Of course, this has already been tried, and even works to a certain degree. Unfortunately, it’s tough to drift or fire items while the Joy-Con is locked in firmly at the top of your Ring-Con in a mighty Con-fluence of Con-troller. If Nintendo were to patch an official Ring-Con mode into Mario Kart 8 Deluxe, at the very least it would need some motion-based shaking or squeezing to activate items.
Still, of all our ideas this is probably the easiest to implement and most plausible.
Alternatively, how about some sort of PvE mode where the (massively OP) Ring-Con player is stationary and the others must work together to take them down? Pah, this game dev stuff is easy. Next!
Luigi trades in his Poltergust G-00 for a Ring-Con with a funny name — the Vacuum Screamer, something like that — which sucks up absolutely everything in a large radius when you pull it and blasts ghosts around the room when you squeeze.
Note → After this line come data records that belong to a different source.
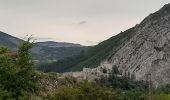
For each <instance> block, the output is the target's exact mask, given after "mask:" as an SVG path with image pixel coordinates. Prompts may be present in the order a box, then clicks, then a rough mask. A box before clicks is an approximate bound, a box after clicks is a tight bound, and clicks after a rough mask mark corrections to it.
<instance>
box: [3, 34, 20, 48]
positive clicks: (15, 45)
mask: <svg viewBox="0 0 170 100" xmlns="http://www.w3.org/2000/svg"><path fill="white" fill-rule="evenodd" d="M21 41H22V40H21V39H19V38H16V37H13V36H11V35H8V34H6V33H4V32H1V31H0V46H6V47H8V48H10V49H12V50H16V49H17V46H18V45H19V43H20V42H21Z"/></svg>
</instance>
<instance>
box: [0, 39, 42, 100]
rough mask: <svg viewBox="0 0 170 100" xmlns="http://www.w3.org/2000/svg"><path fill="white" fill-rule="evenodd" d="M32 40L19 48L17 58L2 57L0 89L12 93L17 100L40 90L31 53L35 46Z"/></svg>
mask: <svg viewBox="0 0 170 100" xmlns="http://www.w3.org/2000/svg"><path fill="white" fill-rule="evenodd" d="M30 39H31V38H28V40H27V41H24V42H23V43H22V44H21V45H20V46H19V50H18V53H17V54H18V55H17V57H16V58H13V57H11V56H9V55H1V56H0V88H2V90H3V91H7V92H8V93H10V94H11V97H12V98H13V99H16V100H18V99H19V98H21V97H23V96H24V95H25V94H27V95H28V94H32V93H36V92H37V91H38V89H39V87H38V78H39V77H38V76H39V75H38V73H37V72H36V71H35V70H34V63H33V60H32V58H31V56H30V52H29V50H30V49H31V48H32V46H33V43H30ZM28 96H29V95H28Z"/></svg>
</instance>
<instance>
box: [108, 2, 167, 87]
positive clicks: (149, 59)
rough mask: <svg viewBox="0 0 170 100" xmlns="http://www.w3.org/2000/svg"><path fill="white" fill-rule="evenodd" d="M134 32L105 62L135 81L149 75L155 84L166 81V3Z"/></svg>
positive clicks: (144, 21)
mask: <svg viewBox="0 0 170 100" xmlns="http://www.w3.org/2000/svg"><path fill="white" fill-rule="evenodd" d="M134 31H135V35H134V36H133V37H132V38H131V39H130V40H129V41H128V42H127V43H126V44H125V45H124V46H122V47H121V49H119V50H118V51H117V52H116V53H115V54H114V55H113V56H112V57H111V58H110V59H109V62H110V63H111V64H112V65H115V66H117V67H118V68H119V70H120V71H122V74H123V75H125V74H130V75H135V76H136V79H137V80H146V79H147V76H148V74H151V77H152V80H153V82H154V85H155V86H157V85H160V84H166V83H170V74H169V72H170V4H168V5H165V6H164V7H163V8H161V9H160V10H159V11H157V12H156V13H153V14H151V15H149V16H148V17H147V18H145V19H144V20H143V21H142V22H141V23H140V24H139V25H137V26H136V27H135V29H134Z"/></svg>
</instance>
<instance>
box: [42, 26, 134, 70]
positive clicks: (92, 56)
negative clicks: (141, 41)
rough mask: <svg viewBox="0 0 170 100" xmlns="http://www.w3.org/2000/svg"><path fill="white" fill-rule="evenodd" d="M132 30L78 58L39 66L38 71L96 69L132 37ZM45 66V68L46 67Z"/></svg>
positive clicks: (132, 33) (117, 36)
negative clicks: (96, 67) (39, 66)
mask: <svg viewBox="0 0 170 100" xmlns="http://www.w3.org/2000/svg"><path fill="white" fill-rule="evenodd" d="M133 30H134V28H131V29H129V30H127V31H125V32H121V33H120V34H118V35H116V36H113V37H111V38H109V39H108V40H105V41H103V42H101V43H99V44H98V45H96V46H94V47H90V48H89V49H88V50H87V51H86V52H85V53H82V54H80V55H79V56H73V57H69V58H66V59H63V60H59V61H58V62H55V63H51V64H46V65H41V67H40V69H41V70H43V71H44V72H50V71H55V72H66V71H79V70H82V69H83V67H86V68H94V67H97V66H98V65H99V64H100V63H101V61H103V60H105V59H107V60H110V58H111V57H112V56H113V55H114V54H115V53H116V52H117V50H118V49H119V46H120V45H124V43H125V42H127V41H128V40H129V39H130V38H131V37H132V36H133ZM46 66H47V67H46Z"/></svg>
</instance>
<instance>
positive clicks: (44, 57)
mask: <svg viewBox="0 0 170 100" xmlns="http://www.w3.org/2000/svg"><path fill="white" fill-rule="evenodd" d="M22 41H23V40H21V39H19V38H16V37H14V36H11V35H8V34H7V33H4V32H0V46H5V47H8V48H10V49H11V50H14V51H16V50H17V47H18V45H19V44H20V43H21V42H22ZM86 49H87V48H86V47H85V46H82V45H80V44H73V43H66V42H53V41H47V42H37V43H35V46H34V47H33V48H32V50H31V53H32V55H33V57H34V59H35V60H37V61H38V62H53V61H57V60H59V59H63V58H65V57H71V56H74V55H79V54H80V53H81V52H82V51H84V50H86Z"/></svg>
Again, simple navigation might be an issue outside the on-rails world of Ring Fit, so this might work better as an optional co-op mode; the Ring-Con player vacuums up all the money while perched on the sholders of the main player who busts the ghosts and moves around like normal.
Quiet, please. Tennis racquets are so 19th century — wouldn’t it be more fun if you used a big ring disc-thing to blast floaty balls at each other using gusts of air?
It would probably work better as an optional ‘Volleyball’ mode or something, perhaps with one player controlling the body of the character on court while the Ring-Con player concentrated on making shots. Either way, it’s something we’d definitively fire up and play for, oooh, four or five minutes, at least!